İnce'den Erdoğan'a 'son' çağrı: Cesaretin varsa çık karşıma, istersen yarınki mitingimi iptal ederim

"Pazar sabahı geç kalmayın, okulların bahçesinde yatın cumartesi akşamı"

22 Haziran 2018 21:04

Seçim çalışmaları sırasında en fazla 3 gece evinde uyuduğunu söyleyen CHP'nin cumhurbaşkanı adayı Muharrem İnce, 24 Haziran seçimleri öncesinde destekçilerine çağrıda bulunarak, "Yarın akşamdan itibaren sıra sizde. Pazar sabahı geç kalmayın, okulların bahçesinde yatın cumartesi akşamı. Pazar günü acıkmayın, uykunuz gelmesin, hasta olmayın" dedi. 

Cumhurbaşkanı Recep Tayyip Erdoğan'a, televizyonda karşılıklı tartışma teklifini bir kez daha yineleyen İnce, "Yarın akşam son akşam. Cesaretin varsa çık karşıma. Gece olmaz seçim yasaklarından ama akşamüstü olur. Bak sana son teklifim. Yarın büyük İstanbul mitingim var. Ankara'da olmuş 2 milyon kişi, İstanbul'da 5 mi, 6 mı olur bunu bilmiyorum. İstersen yarın mitingimi bile iptal ederim senin için. Gel, karşıma çık, bir televizyonda tartışalım" diye konuştu. 

"Bundan daha sıkışık bir miting görmedim ben"

Seçimlere iki gün kala, son mitinglerinden birini Ankara'da yapan İnce'yi yüzbinlerce kişi dinledi. Son yıllarda başkentte gerçekleştirilen en kalabalık mitingde konuşan İnce'nin konuşmasının öne çıkan bölümleri şöyle: 

-Küllerimizden yeniden doğduğumuz şehir Ankara. Milli mücadelenin cefakar şehri Ankara. Seymenlerin kenti Ankara. Mütevazı Çankaya'dan muhteşem cumhuriyeti doğuran Ankara. Bağımsızlığımızın başlangıcı, yiğit insanların memleketi Ankara. Bozkırın yeşile, cehaletin bilime dönüştüğü şehir Ankara. Bu 106. mitingimiz, ama görüyorum ki buradan ucu görünmüyor. Sahnenin önü kadar arkası da var. Gördüğüm en iç içe miting, aman dikkat edin birbirinizi sıkıştırmayın. Bundan daha sıkışık bir miting görmedim ben. 

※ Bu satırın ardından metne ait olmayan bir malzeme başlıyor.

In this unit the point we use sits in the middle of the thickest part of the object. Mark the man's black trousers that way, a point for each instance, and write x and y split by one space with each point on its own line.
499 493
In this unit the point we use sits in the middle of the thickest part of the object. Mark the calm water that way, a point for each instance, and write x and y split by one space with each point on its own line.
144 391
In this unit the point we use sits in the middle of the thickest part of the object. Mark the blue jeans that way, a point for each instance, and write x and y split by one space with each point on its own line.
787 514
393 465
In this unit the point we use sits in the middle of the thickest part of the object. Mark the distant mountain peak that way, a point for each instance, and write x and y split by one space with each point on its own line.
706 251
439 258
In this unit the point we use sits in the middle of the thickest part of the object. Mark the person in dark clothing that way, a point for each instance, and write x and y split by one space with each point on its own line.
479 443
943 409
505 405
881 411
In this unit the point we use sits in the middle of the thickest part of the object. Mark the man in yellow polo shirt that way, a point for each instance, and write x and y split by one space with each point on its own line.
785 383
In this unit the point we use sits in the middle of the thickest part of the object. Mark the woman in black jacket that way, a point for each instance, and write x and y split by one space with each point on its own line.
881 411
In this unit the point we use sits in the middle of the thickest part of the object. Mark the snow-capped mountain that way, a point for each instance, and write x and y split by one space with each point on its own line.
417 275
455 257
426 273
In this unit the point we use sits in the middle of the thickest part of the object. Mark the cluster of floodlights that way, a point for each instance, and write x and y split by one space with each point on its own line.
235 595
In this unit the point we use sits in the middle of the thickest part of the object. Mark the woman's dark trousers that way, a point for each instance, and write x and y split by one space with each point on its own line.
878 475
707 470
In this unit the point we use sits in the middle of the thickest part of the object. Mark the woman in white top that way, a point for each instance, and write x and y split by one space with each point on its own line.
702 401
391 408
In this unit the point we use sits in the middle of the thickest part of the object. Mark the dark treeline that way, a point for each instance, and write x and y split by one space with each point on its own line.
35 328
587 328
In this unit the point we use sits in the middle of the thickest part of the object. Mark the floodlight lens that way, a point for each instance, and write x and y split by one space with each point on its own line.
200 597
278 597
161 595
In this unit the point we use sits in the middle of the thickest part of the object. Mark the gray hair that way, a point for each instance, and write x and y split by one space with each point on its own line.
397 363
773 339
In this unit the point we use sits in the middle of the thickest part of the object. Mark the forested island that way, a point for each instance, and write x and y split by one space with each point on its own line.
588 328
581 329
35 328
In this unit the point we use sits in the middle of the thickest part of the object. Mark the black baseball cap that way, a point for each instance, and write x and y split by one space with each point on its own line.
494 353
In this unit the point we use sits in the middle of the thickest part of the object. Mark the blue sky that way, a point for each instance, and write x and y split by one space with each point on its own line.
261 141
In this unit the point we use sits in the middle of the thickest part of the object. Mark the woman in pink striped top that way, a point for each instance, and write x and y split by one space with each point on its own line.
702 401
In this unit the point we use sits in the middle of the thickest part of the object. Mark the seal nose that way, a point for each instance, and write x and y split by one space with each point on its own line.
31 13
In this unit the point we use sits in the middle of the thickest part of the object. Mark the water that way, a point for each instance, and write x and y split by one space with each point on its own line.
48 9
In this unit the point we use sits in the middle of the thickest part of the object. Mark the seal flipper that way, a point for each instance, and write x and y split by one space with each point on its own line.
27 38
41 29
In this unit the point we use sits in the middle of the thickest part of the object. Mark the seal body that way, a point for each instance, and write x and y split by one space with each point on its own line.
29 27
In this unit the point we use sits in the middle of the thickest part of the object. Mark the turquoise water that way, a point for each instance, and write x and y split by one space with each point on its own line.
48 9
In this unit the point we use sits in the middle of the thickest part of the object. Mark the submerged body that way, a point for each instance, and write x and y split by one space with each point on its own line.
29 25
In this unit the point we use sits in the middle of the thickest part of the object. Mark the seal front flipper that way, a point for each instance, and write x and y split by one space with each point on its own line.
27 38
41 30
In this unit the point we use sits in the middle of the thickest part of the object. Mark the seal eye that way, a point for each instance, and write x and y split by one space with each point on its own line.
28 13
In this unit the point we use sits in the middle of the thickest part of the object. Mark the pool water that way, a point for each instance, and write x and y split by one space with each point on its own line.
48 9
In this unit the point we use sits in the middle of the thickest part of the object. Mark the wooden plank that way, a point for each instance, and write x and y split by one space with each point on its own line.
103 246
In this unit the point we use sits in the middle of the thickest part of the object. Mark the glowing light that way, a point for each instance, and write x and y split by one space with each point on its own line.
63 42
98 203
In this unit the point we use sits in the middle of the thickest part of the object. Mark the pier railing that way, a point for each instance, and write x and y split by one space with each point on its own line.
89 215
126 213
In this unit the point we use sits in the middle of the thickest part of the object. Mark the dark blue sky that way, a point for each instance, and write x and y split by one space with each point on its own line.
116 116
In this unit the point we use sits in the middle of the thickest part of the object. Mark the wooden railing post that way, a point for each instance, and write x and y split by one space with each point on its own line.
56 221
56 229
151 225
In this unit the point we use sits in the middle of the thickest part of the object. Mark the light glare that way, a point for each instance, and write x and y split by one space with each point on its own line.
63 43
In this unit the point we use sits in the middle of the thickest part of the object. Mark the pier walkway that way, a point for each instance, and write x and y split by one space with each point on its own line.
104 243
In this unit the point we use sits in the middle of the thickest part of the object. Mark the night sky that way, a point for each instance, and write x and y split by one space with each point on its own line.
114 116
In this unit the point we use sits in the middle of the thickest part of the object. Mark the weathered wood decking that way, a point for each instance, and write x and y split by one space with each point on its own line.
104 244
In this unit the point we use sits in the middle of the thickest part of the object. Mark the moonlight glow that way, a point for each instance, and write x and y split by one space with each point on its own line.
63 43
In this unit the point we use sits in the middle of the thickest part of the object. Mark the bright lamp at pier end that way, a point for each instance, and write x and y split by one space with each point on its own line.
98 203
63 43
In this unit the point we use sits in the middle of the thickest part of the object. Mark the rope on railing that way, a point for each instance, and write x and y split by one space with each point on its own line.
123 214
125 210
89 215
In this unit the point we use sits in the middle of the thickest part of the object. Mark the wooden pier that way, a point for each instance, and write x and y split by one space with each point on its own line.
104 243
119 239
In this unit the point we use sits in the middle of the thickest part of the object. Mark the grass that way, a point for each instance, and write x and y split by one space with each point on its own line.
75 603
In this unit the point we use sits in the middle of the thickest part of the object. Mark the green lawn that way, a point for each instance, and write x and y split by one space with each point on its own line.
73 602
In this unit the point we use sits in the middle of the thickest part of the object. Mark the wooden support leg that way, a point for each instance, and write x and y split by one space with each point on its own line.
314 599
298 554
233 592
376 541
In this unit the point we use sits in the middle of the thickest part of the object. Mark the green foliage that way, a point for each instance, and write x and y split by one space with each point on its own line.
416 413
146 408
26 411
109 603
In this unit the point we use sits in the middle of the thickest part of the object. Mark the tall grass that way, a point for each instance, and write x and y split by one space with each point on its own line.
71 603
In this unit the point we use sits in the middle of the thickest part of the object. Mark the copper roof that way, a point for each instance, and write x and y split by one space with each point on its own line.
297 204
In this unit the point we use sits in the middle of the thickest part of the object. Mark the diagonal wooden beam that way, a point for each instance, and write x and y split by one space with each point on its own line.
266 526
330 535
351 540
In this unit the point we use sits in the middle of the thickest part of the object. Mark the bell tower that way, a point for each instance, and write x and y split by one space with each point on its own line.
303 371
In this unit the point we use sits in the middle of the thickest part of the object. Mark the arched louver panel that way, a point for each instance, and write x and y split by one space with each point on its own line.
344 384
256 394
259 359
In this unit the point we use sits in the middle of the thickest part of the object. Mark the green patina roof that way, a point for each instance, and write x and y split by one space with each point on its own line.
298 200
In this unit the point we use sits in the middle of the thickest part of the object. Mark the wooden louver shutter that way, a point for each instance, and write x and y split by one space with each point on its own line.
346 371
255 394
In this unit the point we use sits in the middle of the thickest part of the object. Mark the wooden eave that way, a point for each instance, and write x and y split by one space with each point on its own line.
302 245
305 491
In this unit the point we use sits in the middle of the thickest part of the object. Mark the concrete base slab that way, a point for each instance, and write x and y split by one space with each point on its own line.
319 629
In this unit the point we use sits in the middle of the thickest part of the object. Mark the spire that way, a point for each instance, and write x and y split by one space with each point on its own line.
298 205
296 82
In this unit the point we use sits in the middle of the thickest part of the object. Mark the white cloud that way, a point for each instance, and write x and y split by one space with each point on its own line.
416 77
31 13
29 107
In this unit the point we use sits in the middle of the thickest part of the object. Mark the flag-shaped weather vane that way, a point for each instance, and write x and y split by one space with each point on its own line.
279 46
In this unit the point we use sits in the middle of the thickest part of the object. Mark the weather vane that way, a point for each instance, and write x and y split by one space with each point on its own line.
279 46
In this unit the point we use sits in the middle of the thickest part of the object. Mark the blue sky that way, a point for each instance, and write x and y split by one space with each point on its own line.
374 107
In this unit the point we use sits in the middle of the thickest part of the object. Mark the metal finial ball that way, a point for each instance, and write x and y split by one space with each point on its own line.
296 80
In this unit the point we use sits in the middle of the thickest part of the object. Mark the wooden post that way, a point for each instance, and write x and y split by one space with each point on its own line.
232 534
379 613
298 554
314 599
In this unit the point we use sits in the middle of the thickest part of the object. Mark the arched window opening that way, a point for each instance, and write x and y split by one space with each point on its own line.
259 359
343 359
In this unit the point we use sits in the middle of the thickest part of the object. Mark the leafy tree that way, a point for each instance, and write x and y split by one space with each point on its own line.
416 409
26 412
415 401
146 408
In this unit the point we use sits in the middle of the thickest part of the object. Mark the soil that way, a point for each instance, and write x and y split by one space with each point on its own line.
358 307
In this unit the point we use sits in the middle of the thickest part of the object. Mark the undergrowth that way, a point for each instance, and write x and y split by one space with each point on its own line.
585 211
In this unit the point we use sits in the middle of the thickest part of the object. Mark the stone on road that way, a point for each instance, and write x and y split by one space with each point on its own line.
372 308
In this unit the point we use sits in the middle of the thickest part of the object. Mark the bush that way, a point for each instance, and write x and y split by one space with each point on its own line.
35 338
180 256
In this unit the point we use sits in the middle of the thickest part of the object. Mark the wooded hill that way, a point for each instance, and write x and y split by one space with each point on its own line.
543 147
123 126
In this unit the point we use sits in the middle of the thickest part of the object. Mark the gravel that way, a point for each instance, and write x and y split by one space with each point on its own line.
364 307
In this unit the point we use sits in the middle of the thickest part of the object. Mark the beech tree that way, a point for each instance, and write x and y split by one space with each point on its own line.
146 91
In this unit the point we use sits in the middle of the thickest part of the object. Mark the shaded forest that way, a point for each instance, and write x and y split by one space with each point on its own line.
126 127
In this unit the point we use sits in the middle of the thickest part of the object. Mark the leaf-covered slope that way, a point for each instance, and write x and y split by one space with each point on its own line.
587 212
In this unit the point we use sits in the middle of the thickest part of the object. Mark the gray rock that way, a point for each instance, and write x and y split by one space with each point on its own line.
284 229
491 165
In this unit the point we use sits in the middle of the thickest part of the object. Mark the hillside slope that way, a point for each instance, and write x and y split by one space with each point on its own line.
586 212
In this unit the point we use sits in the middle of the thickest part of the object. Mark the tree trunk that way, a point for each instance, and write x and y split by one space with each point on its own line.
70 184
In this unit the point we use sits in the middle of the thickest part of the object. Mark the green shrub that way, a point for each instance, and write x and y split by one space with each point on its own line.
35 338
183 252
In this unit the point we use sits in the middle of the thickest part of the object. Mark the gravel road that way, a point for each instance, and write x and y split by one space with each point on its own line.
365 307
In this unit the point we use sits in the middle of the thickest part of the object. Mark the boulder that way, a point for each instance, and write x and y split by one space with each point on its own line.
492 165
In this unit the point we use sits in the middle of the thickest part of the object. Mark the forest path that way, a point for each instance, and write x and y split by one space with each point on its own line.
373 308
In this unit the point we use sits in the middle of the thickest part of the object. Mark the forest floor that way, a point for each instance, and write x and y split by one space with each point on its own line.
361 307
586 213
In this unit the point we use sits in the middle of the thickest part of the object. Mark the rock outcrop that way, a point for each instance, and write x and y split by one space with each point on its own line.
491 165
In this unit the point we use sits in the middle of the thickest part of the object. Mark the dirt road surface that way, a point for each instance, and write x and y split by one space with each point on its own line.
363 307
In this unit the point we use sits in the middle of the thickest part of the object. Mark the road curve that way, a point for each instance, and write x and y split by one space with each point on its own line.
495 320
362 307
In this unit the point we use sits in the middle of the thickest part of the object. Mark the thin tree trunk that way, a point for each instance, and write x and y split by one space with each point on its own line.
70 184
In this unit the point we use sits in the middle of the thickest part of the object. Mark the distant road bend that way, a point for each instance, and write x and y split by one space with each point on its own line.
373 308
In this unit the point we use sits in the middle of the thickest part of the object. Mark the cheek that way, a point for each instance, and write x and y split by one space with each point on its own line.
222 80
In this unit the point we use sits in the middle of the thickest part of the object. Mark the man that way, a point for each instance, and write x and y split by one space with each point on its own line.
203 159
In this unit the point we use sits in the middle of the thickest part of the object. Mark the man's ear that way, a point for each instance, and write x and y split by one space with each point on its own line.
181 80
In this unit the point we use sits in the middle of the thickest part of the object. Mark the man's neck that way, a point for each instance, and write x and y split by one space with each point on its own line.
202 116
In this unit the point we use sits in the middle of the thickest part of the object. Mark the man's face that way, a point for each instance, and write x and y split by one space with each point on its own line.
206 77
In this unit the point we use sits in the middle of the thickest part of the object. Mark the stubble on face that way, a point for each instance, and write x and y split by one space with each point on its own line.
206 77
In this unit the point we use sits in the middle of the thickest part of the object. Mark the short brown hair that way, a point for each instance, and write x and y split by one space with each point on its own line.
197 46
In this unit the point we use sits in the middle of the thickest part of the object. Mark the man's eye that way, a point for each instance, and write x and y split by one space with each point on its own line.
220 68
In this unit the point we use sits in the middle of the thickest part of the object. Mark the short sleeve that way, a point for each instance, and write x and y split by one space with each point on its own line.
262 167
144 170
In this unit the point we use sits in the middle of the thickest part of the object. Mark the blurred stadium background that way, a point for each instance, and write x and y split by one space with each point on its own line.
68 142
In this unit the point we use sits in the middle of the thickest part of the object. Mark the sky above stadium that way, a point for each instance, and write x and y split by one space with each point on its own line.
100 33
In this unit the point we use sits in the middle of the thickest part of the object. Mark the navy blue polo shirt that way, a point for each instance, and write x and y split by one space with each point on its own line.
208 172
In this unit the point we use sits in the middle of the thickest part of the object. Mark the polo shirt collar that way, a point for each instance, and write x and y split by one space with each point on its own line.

"Pazar sabahı geç kalmayın, okulların bahçesinde yatın cumartesi akşamı"

-Allahın izni, milletin izniyle cumhurbaşkanı seçildiğimde neler yapacağımı anlatacağım. Ama önce şunu söyleyeyim. Pazar günü ben, sen, o yok; biz var biz. 50 günde evimde ya 2 gece yattım ya 3. Yarın akşamdan itibaren sıra sizde. Pazar sabahı geç kalmayın, okulların bahçesinde yatın cumartesi akşamı. Pazar günü acıkmayın, uykunuz gelmesin, hasta olmayın.

-Üç kurum var: Anadolu Ajansı, TRT, YSK. Hiçbir intikam, rövanş duygu yok; asla. Ama bu üç kurumun yöneticilerini yargıya göndereceğim. Bağımsız, tarafsız bir yargıya göndereceğim.

Sahte broşür tepkisi: Bunlar bırak Müslüman olmayı, insan bile değil

-Bugün Ankara'da bir şey yapmışlar, üzerine CHP logosu basıp Bunlar nasıl Müslüman, nasıl insan anlamış değilim. Bunu yazan ahlaksız, terbiyesiz, namussuza sesleniyorum. Bunlar sahtekar, yalancı. Bunlar bırak Müslüman olmayı, bunlar insan bile değil. Bu broşürlerin benimle ve CHP'yle hiçbir ilgisi yoktur. Bunlar paçavradır. 

-Benim cumhurbaşkanlığımda başkenti kimse cezalandıramaz. Türk Hava Yolları çalışacak Ankara'ya. 

-Erdoğan yönetim şemasını açıkladı. Ortada Güneş var, etrafında da yalakaları var, uyduları. Dünyada böyle bir devlet yönetimi yok. Böyle bir şirket yönetimi, organizasyon şeması yok. Bu hastalıklı bir yapıdır, bu tek adam dayatmasıdır, paralel devlet kurmaktır, ortak akılla değil, tek akılla Türkiye'yi yöneteceğim demektir. Emin olun ne yaptığını bilmiyor. 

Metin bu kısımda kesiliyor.